O-glycan Site Occupancy Assessment of Etanercept using GalNAcEXO®

Etanercept was digested using FabRICATOR to isolate the TNFR from the Fc-domain, the N-glycans were removed using PNGase F and the O-glycans were partially deglycosylated using SialEXO and GalactEXO. This generated a TNFR-domain was without N-glycans and O-glycans that had been trimmed to the core GalNAc. The deconvoluted spectrum for this sample shows the TNFR containing a range of 7-11 attached GalNAc residues. This partial deglycosylation approach allows, in a simple and effective way, characterization of the O-glycan site occupancy based on the numbers of attached GalNAc residues, and the relative abundance of each species. This is particularly useful during process characterization and comparability studies by highlighting any variation is the relative occupancy of the O-glycans.

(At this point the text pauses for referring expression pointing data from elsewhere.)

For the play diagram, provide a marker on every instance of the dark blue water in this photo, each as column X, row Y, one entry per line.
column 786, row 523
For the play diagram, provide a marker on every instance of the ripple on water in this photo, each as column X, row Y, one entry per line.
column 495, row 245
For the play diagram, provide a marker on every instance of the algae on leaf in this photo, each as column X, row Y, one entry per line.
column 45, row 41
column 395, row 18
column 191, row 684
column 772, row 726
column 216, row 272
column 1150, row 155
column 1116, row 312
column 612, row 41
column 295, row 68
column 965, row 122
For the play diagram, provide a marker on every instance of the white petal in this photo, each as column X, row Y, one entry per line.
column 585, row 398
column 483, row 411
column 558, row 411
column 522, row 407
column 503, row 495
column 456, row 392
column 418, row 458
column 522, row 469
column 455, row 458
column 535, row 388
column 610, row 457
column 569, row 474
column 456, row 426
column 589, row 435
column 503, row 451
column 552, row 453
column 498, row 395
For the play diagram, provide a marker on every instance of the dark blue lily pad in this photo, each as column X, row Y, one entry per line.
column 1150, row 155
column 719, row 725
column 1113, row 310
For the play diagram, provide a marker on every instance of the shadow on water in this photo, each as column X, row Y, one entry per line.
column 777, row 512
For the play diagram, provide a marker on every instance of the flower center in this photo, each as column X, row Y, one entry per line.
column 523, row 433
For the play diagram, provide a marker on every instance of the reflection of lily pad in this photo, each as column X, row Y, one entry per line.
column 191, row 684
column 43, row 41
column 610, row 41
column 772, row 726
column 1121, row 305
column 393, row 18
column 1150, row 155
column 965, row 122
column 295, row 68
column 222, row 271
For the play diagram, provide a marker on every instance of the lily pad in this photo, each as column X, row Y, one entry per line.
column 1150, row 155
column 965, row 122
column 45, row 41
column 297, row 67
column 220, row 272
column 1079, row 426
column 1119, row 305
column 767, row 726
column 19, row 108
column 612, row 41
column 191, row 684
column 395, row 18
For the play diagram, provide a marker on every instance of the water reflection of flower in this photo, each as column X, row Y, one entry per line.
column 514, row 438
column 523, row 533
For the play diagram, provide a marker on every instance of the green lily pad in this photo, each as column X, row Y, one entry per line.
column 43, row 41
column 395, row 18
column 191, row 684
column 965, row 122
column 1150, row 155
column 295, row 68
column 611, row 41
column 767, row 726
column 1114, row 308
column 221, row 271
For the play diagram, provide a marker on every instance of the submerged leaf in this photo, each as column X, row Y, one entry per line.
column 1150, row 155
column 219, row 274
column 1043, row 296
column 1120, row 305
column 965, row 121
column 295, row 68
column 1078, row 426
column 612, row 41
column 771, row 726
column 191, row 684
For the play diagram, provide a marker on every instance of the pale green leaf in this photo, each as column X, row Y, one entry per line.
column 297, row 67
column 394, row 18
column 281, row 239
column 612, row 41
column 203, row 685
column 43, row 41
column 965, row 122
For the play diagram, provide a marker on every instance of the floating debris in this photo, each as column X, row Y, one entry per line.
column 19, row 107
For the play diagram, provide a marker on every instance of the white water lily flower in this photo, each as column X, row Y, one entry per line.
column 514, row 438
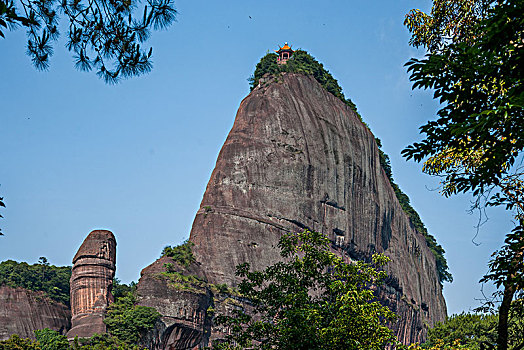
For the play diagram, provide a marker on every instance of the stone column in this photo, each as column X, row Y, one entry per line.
column 94, row 267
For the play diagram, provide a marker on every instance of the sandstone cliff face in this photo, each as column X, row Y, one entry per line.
column 91, row 283
column 296, row 158
column 22, row 311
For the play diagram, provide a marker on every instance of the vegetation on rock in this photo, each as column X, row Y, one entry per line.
column 303, row 62
column 300, row 62
column 442, row 264
column 182, row 253
column 121, row 289
column 129, row 322
column 53, row 280
column 311, row 300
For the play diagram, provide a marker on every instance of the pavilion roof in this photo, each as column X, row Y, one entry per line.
column 286, row 47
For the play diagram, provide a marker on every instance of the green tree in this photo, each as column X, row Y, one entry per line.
column 311, row 300
column 129, row 322
column 121, row 289
column 182, row 254
column 303, row 63
column 53, row 280
column 51, row 340
column 477, row 140
column 475, row 331
column 16, row 343
column 105, row 35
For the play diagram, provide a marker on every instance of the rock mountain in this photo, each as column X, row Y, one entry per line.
column 297, row 157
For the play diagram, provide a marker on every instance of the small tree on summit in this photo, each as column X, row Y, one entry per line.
column 103, row 34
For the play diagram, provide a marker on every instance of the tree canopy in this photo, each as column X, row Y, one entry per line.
column 104, row 35
column 52, row 280
column 476, row 142
column 311, row 300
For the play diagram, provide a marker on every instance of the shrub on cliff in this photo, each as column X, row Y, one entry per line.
column 53, row 280
column 182, row 253
column 16, row 343
column 49, row 339
column 311, row 300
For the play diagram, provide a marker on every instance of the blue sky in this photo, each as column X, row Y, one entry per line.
column 135, row 158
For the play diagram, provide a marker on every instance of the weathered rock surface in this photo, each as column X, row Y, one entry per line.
column 296, row 158
column 22, row 311
column 91, row 283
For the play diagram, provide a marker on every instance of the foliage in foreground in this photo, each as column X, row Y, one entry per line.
column 104, row 35
column 53, row 280
column 476, row 143
column 312, row 300
column 129, row 322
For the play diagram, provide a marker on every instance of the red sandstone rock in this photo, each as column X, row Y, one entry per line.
column 297, row 157
column 91, row 283
column 22, row 311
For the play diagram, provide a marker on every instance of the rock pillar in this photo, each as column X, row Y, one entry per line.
column 91, row 282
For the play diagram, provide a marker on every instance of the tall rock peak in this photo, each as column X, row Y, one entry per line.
column 91, row 282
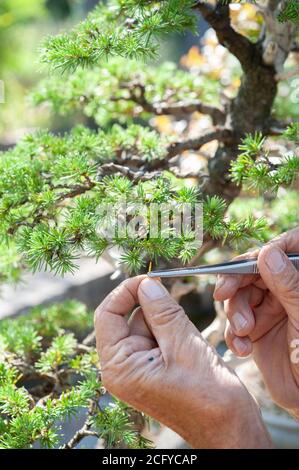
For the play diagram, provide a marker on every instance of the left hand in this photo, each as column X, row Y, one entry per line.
column 158, row 362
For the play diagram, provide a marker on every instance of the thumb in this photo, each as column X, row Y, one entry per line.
column 281, row 278
column 165, row 317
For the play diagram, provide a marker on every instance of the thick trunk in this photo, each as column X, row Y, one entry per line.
column 251, row 110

To confirm that the partially deglycosylated species contain GalNAc residues, and to fully deglycosylate the protein for further analysis, the sample was then incubated overnight with GalNAcEXO. The deconvoluted spectrum confirms the removal of GalNAc residues using GalNAcEXO to leave the fully deglycosylated protein. A high level of enzymatic efficiency is important when deglycosylating proteins, as with all of the glycans fully removed, any underlying protein modifications or variants can be much more confidently identified and characterized. If the glycan removal was incomplete, what glycans remain may make it difficult to observe and unambiguously identify such modifications.